300pxchaplin_modern_times_1 Décider, voilà une activité que les chefs aiment bien. D'aileurs, c'est la décision qui fait qu'on est un chef.

Quel frisson de plaisir n'éprouve-t-on pas quand on prononce ces mots magiques : "J'ai décidé..."; et ensuite on peut dire n'importe quoi.

Nos responsables politiques nous démontrent chaque jour la jouissance de l'exercice; rappelons nous, un certain 14 juillet : "Je décide, il éxécute"; et Dominique de Villepin : "j'ai décidé...le CPE, la fusion Suez-Gaz de France,...".Et aprés ?

Ensuite, ce qui se passe, c'est plus pour les chefs, c'est moins marrant, c'est ce qu'on appelle l'éxécution, et pour ça, il y a ...les exécutants, oui, vous savez, ces "non chefs" qui ne savent pas décider, qui aiment se salir pour appliquer les décisions de leurs chefs, et qu'on récompensera à coups de variables et de bonus, si ça marche, et qu'on remplacera si ils n'y arrivent pas; la file d'attente des candidats n'est jamais tarie.

Caricature ?

Et pourtant...

Ce sujet de l'éxécution, il embarrasse de nombreux dirigeants, qui sentent bien que c'est pas si simple, qu'ils ont peut être intérêt à s'y impliquer, mais reste à savoir comment.

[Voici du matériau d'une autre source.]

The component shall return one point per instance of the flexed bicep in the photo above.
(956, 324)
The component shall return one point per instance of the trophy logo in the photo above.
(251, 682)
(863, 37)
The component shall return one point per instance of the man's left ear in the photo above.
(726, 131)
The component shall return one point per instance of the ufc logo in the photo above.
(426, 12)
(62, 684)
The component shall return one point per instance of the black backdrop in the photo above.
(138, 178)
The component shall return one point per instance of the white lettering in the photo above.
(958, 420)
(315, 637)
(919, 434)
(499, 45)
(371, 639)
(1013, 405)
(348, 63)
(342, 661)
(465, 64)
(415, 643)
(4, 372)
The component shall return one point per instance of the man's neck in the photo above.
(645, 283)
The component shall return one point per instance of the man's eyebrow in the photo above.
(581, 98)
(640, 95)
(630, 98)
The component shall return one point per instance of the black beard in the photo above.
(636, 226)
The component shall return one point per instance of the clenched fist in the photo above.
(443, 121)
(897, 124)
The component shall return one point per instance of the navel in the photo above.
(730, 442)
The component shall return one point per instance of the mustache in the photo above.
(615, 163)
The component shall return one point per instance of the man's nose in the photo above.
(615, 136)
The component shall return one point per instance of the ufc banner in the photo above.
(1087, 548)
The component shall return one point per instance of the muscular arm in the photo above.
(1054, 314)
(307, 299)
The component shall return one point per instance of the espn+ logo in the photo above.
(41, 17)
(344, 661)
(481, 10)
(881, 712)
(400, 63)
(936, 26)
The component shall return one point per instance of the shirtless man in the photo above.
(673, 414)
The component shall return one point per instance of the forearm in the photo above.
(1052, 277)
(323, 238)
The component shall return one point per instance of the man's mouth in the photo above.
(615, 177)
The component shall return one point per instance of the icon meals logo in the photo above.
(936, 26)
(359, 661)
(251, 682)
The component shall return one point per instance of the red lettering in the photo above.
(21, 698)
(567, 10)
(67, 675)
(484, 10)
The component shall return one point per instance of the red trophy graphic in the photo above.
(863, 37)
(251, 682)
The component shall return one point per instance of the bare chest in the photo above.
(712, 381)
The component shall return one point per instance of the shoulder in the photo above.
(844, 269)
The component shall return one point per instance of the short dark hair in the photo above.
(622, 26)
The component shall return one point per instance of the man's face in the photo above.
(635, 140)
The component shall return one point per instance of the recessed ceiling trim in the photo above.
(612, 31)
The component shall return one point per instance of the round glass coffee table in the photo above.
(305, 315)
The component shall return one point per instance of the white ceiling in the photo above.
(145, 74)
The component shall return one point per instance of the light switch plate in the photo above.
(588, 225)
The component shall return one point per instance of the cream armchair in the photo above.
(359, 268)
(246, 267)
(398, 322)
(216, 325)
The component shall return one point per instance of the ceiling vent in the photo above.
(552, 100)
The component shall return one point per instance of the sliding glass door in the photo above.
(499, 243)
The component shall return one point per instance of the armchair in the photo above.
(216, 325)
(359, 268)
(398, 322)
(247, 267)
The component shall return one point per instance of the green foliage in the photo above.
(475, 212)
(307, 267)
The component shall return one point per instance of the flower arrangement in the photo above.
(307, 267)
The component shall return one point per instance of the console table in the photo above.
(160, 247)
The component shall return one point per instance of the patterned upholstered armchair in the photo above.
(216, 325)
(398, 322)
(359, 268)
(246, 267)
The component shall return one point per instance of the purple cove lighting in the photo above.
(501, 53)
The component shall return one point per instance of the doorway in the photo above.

Cette histoire de variables qui vont permettre d'obtenir tous les résultats attendus, comme une recette miracle, quelle fable !

D'autres croient que le secret, c'est de faire des budgets ambitieux, et de les faire signer par les managers de proximité : là encore, que de déceptions, que de comportements passifs-agressifs divers et variés, qui viennent ruiner tous les espoirs.

Non, pour que l'éxécution soit une réalité, pour que les choses se fassent, que les objectifs se traduisent en résultats, il est évident que l'implication des leaders et dirigeants n'est pas facultative, mais obligatoire. Seuls les incompétents et les fainéants osent encore croire le contraire. Heureusement, ils ne sont pas trop nombreux à la tête de nos entreprises.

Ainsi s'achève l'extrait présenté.